Alright well.. I've been doing a ton of reading over the past few weeks, so I'll try and summarize stuff that's been posted elsewhere in this thread. If anyone with actual knowledge and experience corrects me, heed their wisdom!
Also it's late, so... I blame that if my brain is muddled.
Anyone have tips on perspective in that context?
I'm guessing by how you said it that you're referring to the viewing angle of a piece with respect to the point of view of the "camera" that the picture is drawn from, i.e. the perspective viewpoint of the illustrator. "Perspective" in art refers to how figures in a piece relate to the horizon of a picture, and pictures come in one- two- and three-point perspectives. I know a bit about why that etching is wrong, but I'll get there in a minute.
For drawing things w/o a subject... well that's fine. Everything, at its core, is just a series of simple shapes that combine to make a larger one. Human bodies all have the same basic ratios, and you can get pretty close consistently with a little practice.
(From the Loomis book linked earlier)
Imagine a ball with two lines that intersect at a right angle in the middle, forming a +. The vertical line bisects the nose, with the eyes on each side (and about an eye's width between the eyes). The top of the ears join the side of the head at the horizontal line, about halfway around the ball. Under that there's a bit-larger-than-head ribcage, the spine, hips. Elbows fall at about the ribcage and your hands fall around where your pockets are (the hips). Legs are about torso-length with knees in the middle and feet at the end. If you follow something about like that you'll be pretty close, and working from the top down is by far the easiest (or only) way to construct a body.
Here's some examples of the head proportions I did for Loomis practice (you can see my guide lines not-fully-erased, especially in the first one), and a re-link of the skeletal frame I sketched for the Lorraine pic earlier:
And a badly proportioned picture I made in MS Paint.

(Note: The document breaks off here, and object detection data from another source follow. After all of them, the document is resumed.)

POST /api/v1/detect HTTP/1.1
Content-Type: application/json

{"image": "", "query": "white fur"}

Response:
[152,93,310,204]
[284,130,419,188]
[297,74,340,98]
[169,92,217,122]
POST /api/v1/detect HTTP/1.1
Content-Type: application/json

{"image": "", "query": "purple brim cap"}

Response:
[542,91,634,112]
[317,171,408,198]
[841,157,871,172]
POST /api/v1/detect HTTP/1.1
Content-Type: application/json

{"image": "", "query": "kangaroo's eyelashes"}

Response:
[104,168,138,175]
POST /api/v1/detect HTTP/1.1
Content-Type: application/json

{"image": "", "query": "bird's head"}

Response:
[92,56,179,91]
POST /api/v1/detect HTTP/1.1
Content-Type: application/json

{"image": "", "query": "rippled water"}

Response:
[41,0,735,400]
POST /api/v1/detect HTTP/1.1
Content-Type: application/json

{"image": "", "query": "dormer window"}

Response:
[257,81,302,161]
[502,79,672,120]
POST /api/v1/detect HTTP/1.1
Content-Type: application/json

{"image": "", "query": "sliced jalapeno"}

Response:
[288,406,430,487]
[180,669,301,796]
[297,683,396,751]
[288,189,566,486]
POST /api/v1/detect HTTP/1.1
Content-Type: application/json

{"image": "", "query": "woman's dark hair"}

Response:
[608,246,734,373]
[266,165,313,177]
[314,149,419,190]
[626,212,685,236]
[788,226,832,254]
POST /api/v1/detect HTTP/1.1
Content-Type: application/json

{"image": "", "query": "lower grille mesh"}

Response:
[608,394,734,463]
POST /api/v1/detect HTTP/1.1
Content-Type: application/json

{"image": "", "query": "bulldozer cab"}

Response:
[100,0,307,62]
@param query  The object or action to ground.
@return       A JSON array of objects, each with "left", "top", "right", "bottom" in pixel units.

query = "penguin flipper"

Take a look and see where I went wrong:
The torso is way too big, and everything else is roughly proportionate. If I had been paying better attention, I would have shrunk it before I moved on, but I kept drawing and made everything else out of proportion to the head. Also... shoulders do not work that way.
* * *
That etching is awesome, and it's not shading that's the issue. Take a closer look at where your brain tells you things logically must be, and where the picture tries to tell you they are. As objects move away from you they appear to get smaller, and they farther they are the smaller they get.
Start with the foreground man with the fishing pole. He's fishing in the same water that the guy sitting on the bank is... but there is a building between them. To reach that far, the foreground man's fishing pole would have to be taller than he is or longer than the building is wide, at minimum, to reach that far.
The near swan in the lake is the same approximate size as the bull next to it. The man in the boat is about as far away as those dog-sized horses drawing the miniature cart over the bridge. My favorite is the fellow smoking a pipe on the far hill; he's the same size as the person leaning out the window... which from that far makes him as tall as the oak tree he's standing near. The sign on the building is blatantly impossible, and the roofs imply that there are two buildings oppositely sloped on different sides of a very steep valley that can't be the one the swan and fish are in. There's more, as well.